Policy	POEM-0	POEM-200	POEM-400	POEM-600	POEM-800
Number of Swap Operations	3,711,388	3,037,028	631,333	518	14.75
Swap Overhead (Speedup degradation over PO)	22%	19%	5%	1%	1%

Table 4. Number of Swap Operations and Associated Performance Overheads across Different Variants of POEM with Different Endurance Thresholds

Figure 10(b) provides insights into the tradeoffs between speedup and the reduction in cache write variation (\(\mbox{M}_{var}\)) across different variants of POEM. The state-of-the-art baselines, WCAB, WR, and WCAB+WR, are clustered near the origin (NBB), indicating their sub-optimal performance and endurance enhancements compared to the variants of proposed POEM. Among the variants of POEM, POEM-0 achieves the highest reduction in the cache write variation (21%) due to its most aggressive wear leveling strategy. However, its speedup is relatively lower (10%). For system designers aiming to achieve a more uniform cache write distribution, even if it comes at the expense of sub-optimal performance, POEM-0 emerges as one of the suitable design options, apart from POEM-200, which enhances the cache endurance similarly while offering more speedup (14%). However, POEM-400, POEM-600, and POEM-800 increasingly prioritize performance improvement over write redistribution, as previously indicated in the trends captured by Figure 10(a). POEM-400, POEM-600, and POEM-800 lead to speedups worth 34%, 39%, and 39%, respectively, while at the same time, reducing the imbalance in NVM writes by 11%, 8%, and 8% compared to NBB. POEM-800, with the lowest swap overheads, nearly matches the performance and endurance gains of PO. The adoption of aggressive bypass decisions for NVM write operations could improve both the endurance metrics (\(\mbox{M}_{max}\) and \(\mbox{M}_{var}\)), as are shown in Figures 10(a) and 10(b). While PO and WCAB improve metric \(\mbox{M}_{max}\) by 12% and 6%, respectively, over NBB, the improvements in metric \(\mbox{M}_{var}\) are 8% and 3% over NBB, respectively. The impact of NVM write bypass is more pertinent in the worst-case write frequency metric (\(\mbox{M}_{max}\)). Wear leveling policy explicitly addresses the skew in the underlying NVM write distribution, leading to additional endurance gain by re-distributing wear across various cache lines. That is why policies such as POEM-200, which employ explicit wear leveling, improve metrics \(\mbox{M}_{max}\) and \(\mbox{M}_{var}\) by \(2.6\%\) and 12%, respectively, over PO, which only performs NVM write bypass.

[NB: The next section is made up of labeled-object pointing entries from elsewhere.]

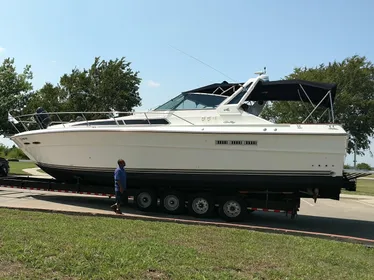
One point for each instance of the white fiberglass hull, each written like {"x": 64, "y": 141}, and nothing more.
{"x": 194, "y": 149}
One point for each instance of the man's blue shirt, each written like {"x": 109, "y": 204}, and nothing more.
{"x": 120, "y": 175}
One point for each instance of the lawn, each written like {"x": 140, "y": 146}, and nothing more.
{"x": 17, "y": 166}
{"x": 37, "y": 245}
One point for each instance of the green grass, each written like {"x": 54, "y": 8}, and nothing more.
{"x": 55, "y": 246}
{"x": 16, "y": 167}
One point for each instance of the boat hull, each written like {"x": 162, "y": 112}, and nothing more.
{"x": 246, "y": 160}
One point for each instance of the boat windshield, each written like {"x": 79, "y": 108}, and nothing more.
{"x": 192, "y": 101}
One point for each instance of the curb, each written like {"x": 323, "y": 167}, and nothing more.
{"x": 336, "y": 237}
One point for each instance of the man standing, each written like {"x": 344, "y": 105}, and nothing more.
{"x": 119, "y": 185}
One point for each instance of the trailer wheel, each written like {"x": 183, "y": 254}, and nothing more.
{"x": 232, "y": 209}
{"x": 146, "y": 200}
{"x": 201, "y": 205}
{"x": 3, "y": 171}
{"x": 173, "y": 202}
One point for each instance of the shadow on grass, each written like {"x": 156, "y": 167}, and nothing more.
{"x": 267, "y": 222}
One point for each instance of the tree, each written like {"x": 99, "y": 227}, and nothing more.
{"x": 105, "y": 86}
{"x": 354, "y": 102}
{"x": 363, "y": 166}
{"x": 15, "y": 90}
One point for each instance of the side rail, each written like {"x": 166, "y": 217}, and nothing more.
{"x": 43, "y": 119}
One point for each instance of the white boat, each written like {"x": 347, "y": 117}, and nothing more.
{"x": 211, "y": 136}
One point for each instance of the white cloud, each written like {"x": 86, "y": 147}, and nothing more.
{"x": 153, "y": 84}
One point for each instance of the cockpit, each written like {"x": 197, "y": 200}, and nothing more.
{"x": 192, "y": 101}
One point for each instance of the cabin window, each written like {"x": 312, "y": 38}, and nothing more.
{"x": 192, "y": 101}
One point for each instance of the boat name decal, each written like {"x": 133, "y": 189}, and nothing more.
{"x": 236, "y": 142}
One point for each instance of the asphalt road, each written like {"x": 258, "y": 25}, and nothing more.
{"x": 347, "y": 217}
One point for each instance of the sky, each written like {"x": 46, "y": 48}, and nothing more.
{"x": 237, "y": 38}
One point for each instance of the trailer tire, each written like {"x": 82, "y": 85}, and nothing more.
{"x": 173, "y": 202}
{"x": 146, "y": 200}
{"x": 232, "y": 209}
{"x": 3, "y": 171}
{"x": 201, "y": 205}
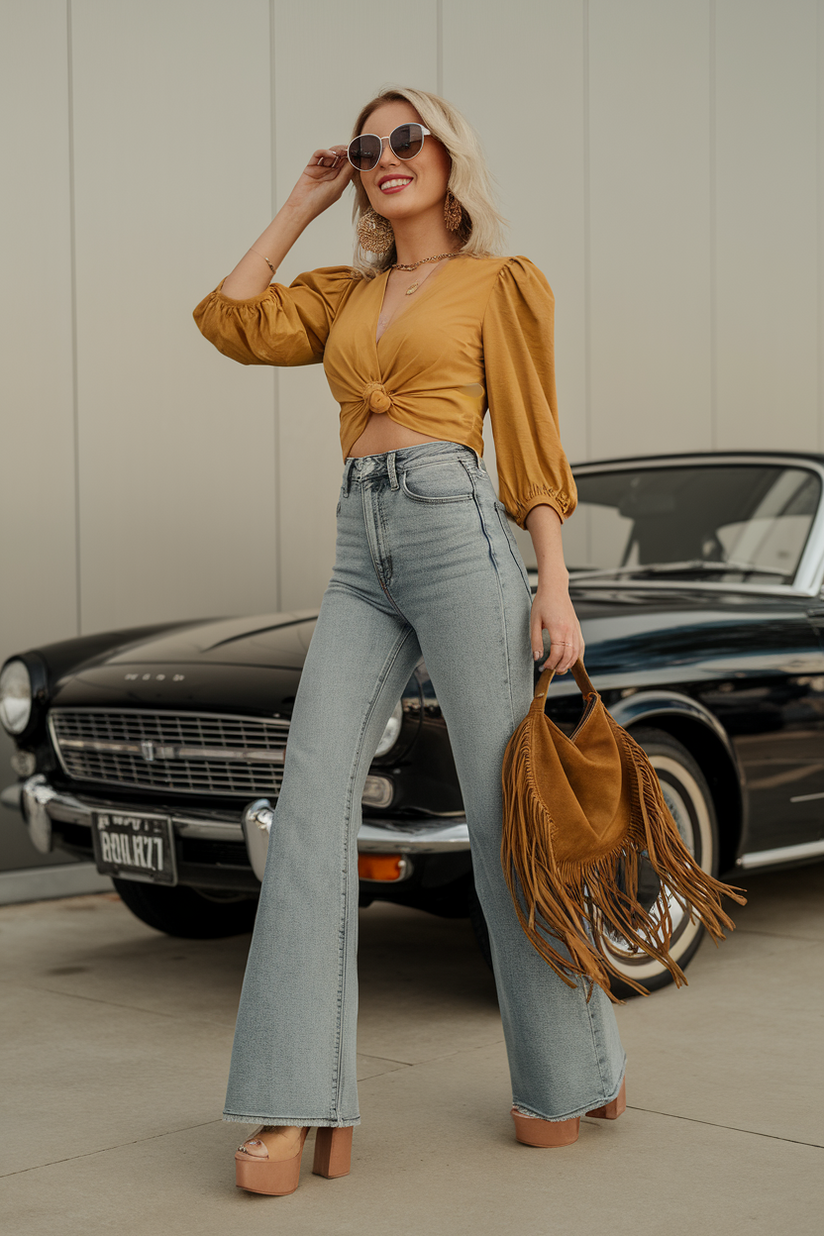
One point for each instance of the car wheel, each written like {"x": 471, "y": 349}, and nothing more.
{"x": 190, "y": 914}
{"x": 691, "y": 805}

5.6 Speedup across Different NVM Access Latencies

Prior work consistently acknowledges that STT-MRAM write latency is significantly higher than the read latency. The reported ratio of write and read latencies varies across a range of 2–7 [3, 7, 10, 12, 21, 27, 35, 44, 45, 56, 57, 58, 68, 76]. The widely used NVM cache modeling utility, NVSim [1], provides read and write access latencies for our STT-MRAM L3 cache as 7 and 23 cycles, respectively, with a ratio of 3.29 between them, falling within the reported range. However, to account for the variation in read-write symmetry, we conduct experiments to measure how the overall speedup varies across different NVM access latencies.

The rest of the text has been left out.